Insomnia and fibromyalgia, knowing too much about sexual assault on a child and never discovering why, lack of confidence, often overwrought, did not make me an attentive mother. Since studying Mahayana Buddhism as HH the Dalai Lama teaches it to the West, I see that many of my emotional issues were self indulgent, and, I realize now, a waste of time.

Yet, fictionalizing my misery did enable me to get through those crazy days. Having written, the writer is saved. I had a supportive second husband, Yuri Rubinsky, for whom I was always grateful. He died far too young, at 43. You don’t marry a younger man to be left a widow, but it happened to me.
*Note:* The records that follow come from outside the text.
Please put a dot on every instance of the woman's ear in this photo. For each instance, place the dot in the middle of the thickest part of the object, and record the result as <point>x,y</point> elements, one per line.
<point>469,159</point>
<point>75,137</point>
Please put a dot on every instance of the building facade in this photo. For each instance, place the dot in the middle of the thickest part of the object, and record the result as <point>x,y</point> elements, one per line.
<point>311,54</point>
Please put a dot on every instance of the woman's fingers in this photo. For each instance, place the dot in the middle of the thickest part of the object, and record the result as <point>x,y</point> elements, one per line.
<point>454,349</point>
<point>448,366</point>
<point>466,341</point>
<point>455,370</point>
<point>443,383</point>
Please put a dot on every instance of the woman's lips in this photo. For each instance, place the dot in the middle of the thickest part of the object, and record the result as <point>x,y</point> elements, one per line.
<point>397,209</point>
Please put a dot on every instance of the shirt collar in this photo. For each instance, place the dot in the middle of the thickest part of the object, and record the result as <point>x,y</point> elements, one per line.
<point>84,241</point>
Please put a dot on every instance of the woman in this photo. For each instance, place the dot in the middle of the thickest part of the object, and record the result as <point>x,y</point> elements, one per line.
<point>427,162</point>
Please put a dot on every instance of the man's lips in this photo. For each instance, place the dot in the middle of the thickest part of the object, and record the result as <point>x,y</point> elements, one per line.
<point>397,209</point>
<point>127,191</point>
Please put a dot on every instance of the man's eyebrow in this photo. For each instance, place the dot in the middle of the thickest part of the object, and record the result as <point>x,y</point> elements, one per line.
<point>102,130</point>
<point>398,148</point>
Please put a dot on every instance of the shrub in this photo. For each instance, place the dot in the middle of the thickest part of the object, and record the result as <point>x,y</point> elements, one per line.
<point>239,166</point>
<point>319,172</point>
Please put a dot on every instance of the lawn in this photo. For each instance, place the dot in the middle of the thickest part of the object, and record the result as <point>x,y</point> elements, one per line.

I was raised by the ocean, with grey skies and smog. Moving to the mountains, choosing a place that would hold me in the long run was what I did when I moved to the village of Kaslo, B.C., population still hovering around one thousand. Kaslo is a real community with a mixed bag of people. The resurrection and evolution of my house – without plumbing or heating or foundation when I bought it – involved me for thirty-five years; it's now beautiful and homey with a second-storey sleep deck, a sensible idea if you live in bear country. I longed for the ocean, however, and had to learn to love what I saw looking out.


The Inside-Out Pictures

Writers write from the inside, usually in a closed room, intent on the screen. If you are lucky, what you write goes out into a larger world, to connect with the private lives of others. The photos are an inverse metaphor – what’s seen through a window reflects into the house and from there into my heart. The landscape through the windows of my house provides boundaries, at least for this writer, and — considering the fiction I write — stability and comfort.